The Swiss attorney-general’s (OAG) office said the search in Nyon, Switzerland, was part of “ongoing criminal proceedings” and had been launched because of “suspicion of criminal mismanagement and … misappropriation”.
“The OAG’s criminal proceedings are in connection with the acquisition of television rights and are at present directed against persons unknown, meaning that for the time being, no specific individual is being targeted by these proceedings,” it added.
Infantino, elected FIFA president in February, said in a statement issued by the soccer body that he welcomed any investigation into the matter. He said on Tuesday he was “dismayed that his integrity was being doubted”.
Reports from multiple news organisations, citing a leaked document from the so-called Panama Papers, said on Tuesday UEFA sold broadcast rights for 2006-09 Champions League matches to Argentine businessmen Hugo and Mariano Jinkis, owners of Cross Trading.
These reports said the pair resold the rights to Ecuadorean broadcaster Teleamazonas for three times as much, though UEFA said it had no knowledge of such a deal.
UEFA has confirmed that Infantino, who was working for UEFA at the time, was one of two of its officials who signed the contract.
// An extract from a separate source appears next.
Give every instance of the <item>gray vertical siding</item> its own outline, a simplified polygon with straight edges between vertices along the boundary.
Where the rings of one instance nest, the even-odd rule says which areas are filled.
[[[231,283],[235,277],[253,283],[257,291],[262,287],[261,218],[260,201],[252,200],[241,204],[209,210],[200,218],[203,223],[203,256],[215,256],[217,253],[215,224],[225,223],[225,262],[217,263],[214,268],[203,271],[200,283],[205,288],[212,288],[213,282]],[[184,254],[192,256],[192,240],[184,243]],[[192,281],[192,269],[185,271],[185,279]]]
UEFA has denied any wrongdoing by itself or Infantino.
“UEFA can confirm that today we received a visit from the office of the Swiss Federal Police acting under a warrant and requesting sight of the contracts between UEFA and Cross Trading/Teleamazonas,” UEFA said in a statement.
“Naturally, UEFA is providing the Federal Police with all relevant documents in our possession and will cooperate fully.”
Hugo and Mariano Jinkis are among several dozen football officials who were last year indicted in the United States as part of a huge corruption scandal which has swept the game and thrown FIFA into turmoil.
Infantino was elected as FIFA president to try to lead the federation into a new, scandal-free era.
“It is in my interest and in the interest of football that everything should come to light,” Infantino said in the statement issued by FIFA on Wednesday, adding that “all contractual matters were conducted properly by UEFA”.
“If my determination to restore football’s reputation was already very strong, it is now even stronger,” he said.
The document was part of the 11 million that were leaked from the Panamanian law firm Mossack Fonseca in what have become known as the Panama Papers. The law firm has denied wrongdoing.
In a separate statement, UEFA said the rights were sold to Teleamazonas after an “open, competitive, tender process” conducted by TEAM, its exclusive agent”.
TEAM is UEFA’s marketing partner which conducts the negotiations for the sale of broadcast rights.